Trying to debug this, we also deployed the above charms in a non-airgapped environment and noticed that the pod has the same logs there too, but its container is being able to go to ready. Investigating this further, and inside the airgapped env, we noticed the following in the CoreDNS pod's logs:

[INFO] 10.1.205.153:40339 - 44253 "AAAA IN autoscaler.knative-serving.svc.cluster.local.lxd. udp 66 false 512" - - 0 2.000241772s
[INFO] 10.1.205.153:56166 - 44510 "A IN autoscaler.knative-serving.svc.cluster.local.lxd. udp 66 false 512" - - 0 2.000258023s
[ERROR] plugin/errors: 2 autoscaler.knative-serving.svc.cluster.local.lxd. AAAA: read udp 10.1.205.163:34994->8.8.8.8:53: i/o timeout
[ERROR] plugin/errors: 2 autoscaler.knative-serving.svc.cluster.local.lxd. A: read udp 10.1.205.163:34020->8.8.4.4:53: i/o timeout

Looking at the above, we start to believe that this has to do with the way our airgrapped environment is being set up (more info about environment here https://github.com/canonical/bundle-kubeflow/pull/682):

• Kubernetes pods have an ndots = 5 setting in their /etc/resolv.conf meaning that for query addresses with at least 5 dots in them, it will ignore its search list and will try to resolve the address as a normal domain name. This is probable the reason the above address is being resolved to 8.8.8.8 or 8.8.4.4.
• Curling those addresses will fail since we are in an airgrap environment. This would probably not create a problem (as we see that these queries fail in a non-airgapped environement).
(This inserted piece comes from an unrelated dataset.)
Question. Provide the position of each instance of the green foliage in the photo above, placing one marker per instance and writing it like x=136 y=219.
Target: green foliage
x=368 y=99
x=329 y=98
However, we execed into a pod and tried to hit autoscaler.knative-serving.svc.cluster.local.lxd(:8080) and noticed that although the request fails, it takes some seconds before we get a response. In the non airgapped one, we get this response right away.
• Activator deployment has a TimeoutThreshold of 1 second. We tried to manipulate this but we believe it could be the deployment go code that breaks the deployment.

From the above, we 've lead to believe that it could be that the request to 8.8.x.x slow response results in a timeout that blocks the container from going to READY.

Solution

Configure airgap environment to immediately reject requests towards outside the cluster.